Despertó en la gasolinera cuando el conductor pronunció su nombre, aunque no respondió porque era el primer día que lo usaba y no estaba acostumbrada. “Mari, ¿necesitas algo?” Al oírlo de nuevo se ruborizó. Parecía un secreto olvidado del que avergonzarse: sabía que aquel nombre siempre estaría asociado al abandono. “No”, dijo.

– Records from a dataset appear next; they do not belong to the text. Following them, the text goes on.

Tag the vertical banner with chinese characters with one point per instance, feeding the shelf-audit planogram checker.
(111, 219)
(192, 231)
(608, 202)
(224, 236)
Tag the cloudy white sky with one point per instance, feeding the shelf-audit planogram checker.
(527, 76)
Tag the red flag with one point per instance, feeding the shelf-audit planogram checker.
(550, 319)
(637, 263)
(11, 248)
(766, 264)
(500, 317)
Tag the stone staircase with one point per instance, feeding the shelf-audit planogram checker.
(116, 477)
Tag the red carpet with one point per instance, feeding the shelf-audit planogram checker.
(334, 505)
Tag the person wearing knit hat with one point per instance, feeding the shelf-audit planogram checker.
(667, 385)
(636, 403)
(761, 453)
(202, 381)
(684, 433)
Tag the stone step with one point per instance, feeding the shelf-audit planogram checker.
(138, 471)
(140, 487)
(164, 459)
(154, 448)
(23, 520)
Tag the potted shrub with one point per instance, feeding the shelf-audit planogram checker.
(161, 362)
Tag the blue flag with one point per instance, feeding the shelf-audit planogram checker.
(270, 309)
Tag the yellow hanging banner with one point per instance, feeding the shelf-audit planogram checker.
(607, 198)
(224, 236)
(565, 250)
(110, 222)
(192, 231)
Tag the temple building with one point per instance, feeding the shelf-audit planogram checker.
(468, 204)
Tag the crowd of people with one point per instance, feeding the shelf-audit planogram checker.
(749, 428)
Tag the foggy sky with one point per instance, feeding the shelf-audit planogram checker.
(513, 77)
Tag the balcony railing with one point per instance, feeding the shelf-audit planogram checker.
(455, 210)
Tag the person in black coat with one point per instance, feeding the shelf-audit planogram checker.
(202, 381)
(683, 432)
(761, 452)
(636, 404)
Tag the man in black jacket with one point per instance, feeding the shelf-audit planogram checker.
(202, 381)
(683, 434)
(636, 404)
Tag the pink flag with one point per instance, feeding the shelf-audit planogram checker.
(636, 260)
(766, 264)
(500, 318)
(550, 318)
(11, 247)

Su cabeza rodaba del asiento a la ventana como una bola de velcro con la que estuviera jugando un gato. Al chocar, abría los ojos desorientada. Durante unos instantes creía estar sentada junto a Luis. Bastaba un poco de conversación para traerla de vuelta: allí hablaban. Ayer el silencio del coche la hizo temblar. Se bajó exhausta y con una promesa que no rompería.

Buscaba en los recuerdos la rabia que necesitaba para matar las dudas. Descubrió decepcionada que no conseguía enfadarse. Ahora, al pensar en esas tonterías, solo sentía una profunda pereza: su boca cerrada; los golpecitos del cigarro en el cenicero; la radio siempre apagada. Se culpaba de la traición que supuso sacrificar sus sueños de juventud a cambio de una familia horrible; el viaje a la India por un hombre aburrido y un piso en Urgel.

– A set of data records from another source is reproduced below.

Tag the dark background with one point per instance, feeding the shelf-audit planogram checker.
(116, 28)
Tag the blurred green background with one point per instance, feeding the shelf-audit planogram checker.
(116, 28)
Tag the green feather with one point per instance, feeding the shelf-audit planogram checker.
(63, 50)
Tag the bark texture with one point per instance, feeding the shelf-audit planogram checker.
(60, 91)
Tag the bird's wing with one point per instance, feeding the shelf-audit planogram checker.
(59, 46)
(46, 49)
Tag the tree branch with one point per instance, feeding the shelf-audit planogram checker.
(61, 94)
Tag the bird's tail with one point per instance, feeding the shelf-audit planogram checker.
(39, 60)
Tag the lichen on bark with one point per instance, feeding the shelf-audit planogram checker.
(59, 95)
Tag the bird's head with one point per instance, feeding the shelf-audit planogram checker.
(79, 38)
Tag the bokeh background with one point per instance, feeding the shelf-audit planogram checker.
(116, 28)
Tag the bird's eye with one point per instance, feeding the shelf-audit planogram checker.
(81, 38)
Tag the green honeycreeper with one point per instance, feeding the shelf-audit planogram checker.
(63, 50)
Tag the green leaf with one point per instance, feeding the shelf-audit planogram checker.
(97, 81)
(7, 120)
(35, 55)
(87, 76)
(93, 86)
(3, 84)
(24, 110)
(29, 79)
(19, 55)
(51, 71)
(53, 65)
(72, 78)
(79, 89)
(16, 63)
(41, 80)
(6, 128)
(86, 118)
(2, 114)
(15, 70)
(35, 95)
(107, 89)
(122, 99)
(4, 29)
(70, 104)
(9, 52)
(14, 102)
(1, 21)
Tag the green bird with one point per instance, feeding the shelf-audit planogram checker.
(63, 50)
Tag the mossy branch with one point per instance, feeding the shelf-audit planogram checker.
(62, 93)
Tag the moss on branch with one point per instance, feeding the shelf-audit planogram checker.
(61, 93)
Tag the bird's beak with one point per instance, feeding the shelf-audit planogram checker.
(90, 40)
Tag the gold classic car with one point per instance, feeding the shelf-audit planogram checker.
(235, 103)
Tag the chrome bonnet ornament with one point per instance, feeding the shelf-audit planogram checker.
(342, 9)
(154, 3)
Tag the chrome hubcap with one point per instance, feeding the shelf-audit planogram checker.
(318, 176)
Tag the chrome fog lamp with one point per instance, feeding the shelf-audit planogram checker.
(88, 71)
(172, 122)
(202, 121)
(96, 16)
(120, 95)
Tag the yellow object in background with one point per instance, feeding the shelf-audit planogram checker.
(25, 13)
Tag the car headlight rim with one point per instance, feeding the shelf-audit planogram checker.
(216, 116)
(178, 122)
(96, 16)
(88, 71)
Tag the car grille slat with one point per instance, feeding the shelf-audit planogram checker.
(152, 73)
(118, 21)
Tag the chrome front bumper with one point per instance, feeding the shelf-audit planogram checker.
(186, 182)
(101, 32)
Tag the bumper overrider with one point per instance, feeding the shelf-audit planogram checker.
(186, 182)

Cuando su marido comenzó a roncar, reservó en BlaBlaCar el primer viaje rumbo a Badajoz con una idea; estrechar la mano del conductor y soltarle: «no me llames Saray, prefiero Mari Ángeles», como su querida Kaíta. Soñaba con perderse en la plaza encalada de aquel documental donde salía ella cantando vestida de negro, y conocerla allí, dando palmas en medio del jolgorio, sin poder decirle que eran tocayas por culpa del jaleo. Pasó la noche en vela tirada junto a Luis.

De nuevo, con la Kaíta, se olvidó del resto. Observaba a sus compañeros de viaje con mucha alegría. Parecía una niña en el chalet de veraneo disfrutando con los primos. Solicitó bajarse antes de llegar: entraría en la ciudad caminando como una peregrina. Al salir, se apoyó en la ventanilla. Faltaba una cosa por decir: “os quiero”. Se marchó sin esperar respuesta, contenta por ese gesto de amor, por esas palabras que se tienen que escuchar siempre en familia. Después lanzó su teléfono a la cuneta.

Sola, con su mochila al hombro, atravesó el campo hacia los edificios altos: a lo lejos se veía Badajoz. Por fin se encontraba en un lugar que reconocía como suyo. Orgullosa y satisfecha como nunca, se dijo: “qué aventura, Mari, qué aventura”.